An anonymizer implemented in Python attached. This anonymizer can work with v20, v22, or rumen log files. On doing anonymization, a private file with tables is created, and can be used to de-anonymize the anonymized trace. The tables file can be used in two ways, either grown incrementally or stand alone, when working with multiple traces.
Another file attached same.py is a simple Python script to compare two json-based trace files. It works similar to diff. Because json objects can be semantically equivalent even if keys in dictionaries are in different orders, so running diff directly on two files may not work as desired. It outputs nothing if the two files represent the same trace, otherwise print the objects (which can be big anyway) that are different in the two files. v22 and rumen log files can be compared using this script. Keys in v20 script have fixed orders so v20 log files can be compared using diff directly.

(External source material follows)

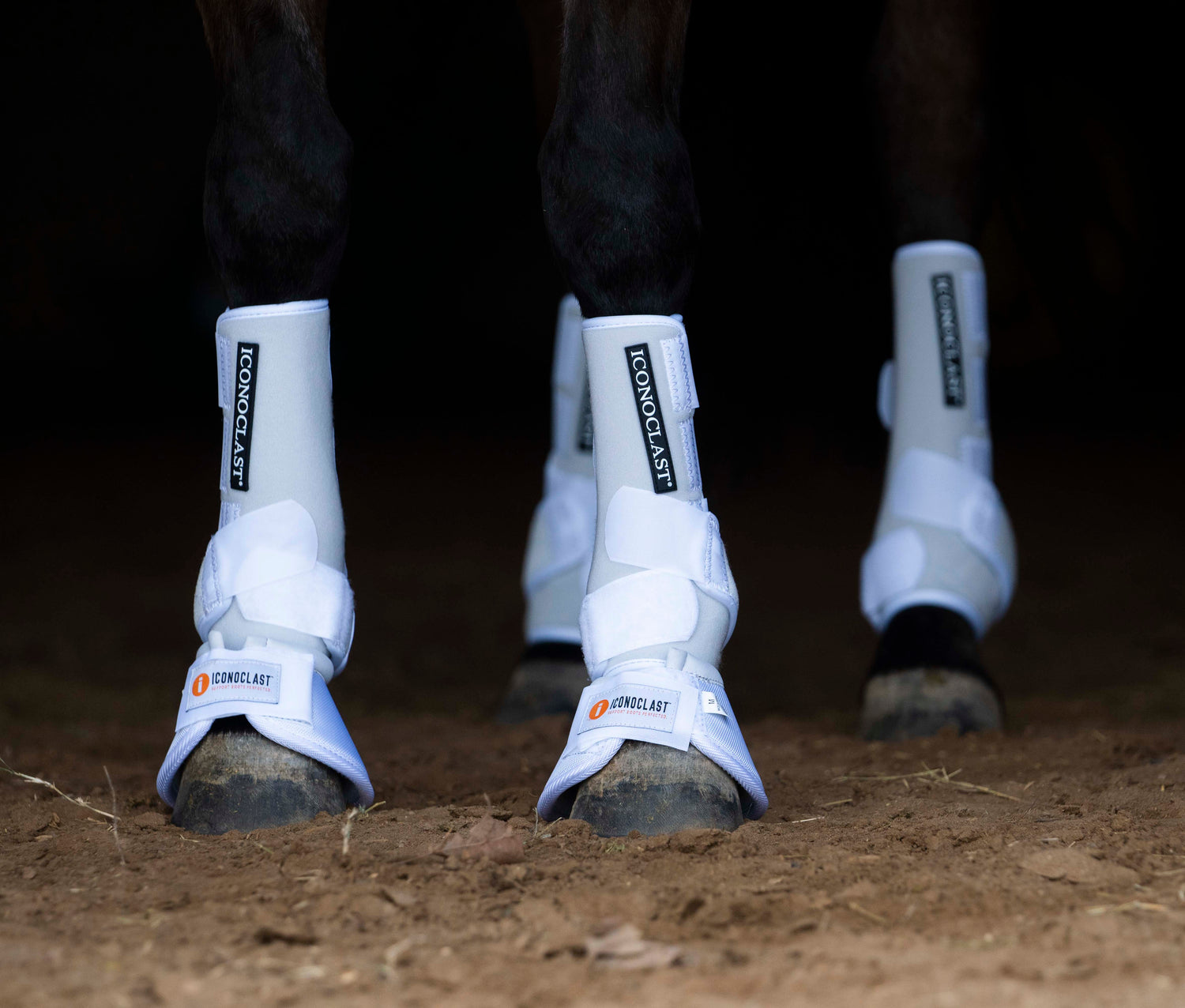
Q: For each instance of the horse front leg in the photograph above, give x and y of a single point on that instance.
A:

1. In v22 and rumen-trace log files, multiple json objects are in one file, and separate by white spaces. Without the power of Java Jackson package, the Python json module can only load a json object from a string or a file. Currently, the scripts rely on detecting "}\n" as a whole line to determine ending of a json object. That may fail if the particular pattern occurs in a string object. A better implementation is similar to what Java Jackson does. An object should be found from a file, leaving the rest of the file still operational for further operations.
2. Sample rumen-trace and rumen-topology files are got from hadoop-mapreduce/src/test/tools/data/rumen/. These sample files seem to be generated from v20 log files, since "." are escaped as "\." in many fields. I'm not sure if rumen works with v22 log files, and if there are differences between rumen files generated from v22 log files and rumen files generated from v20 log files.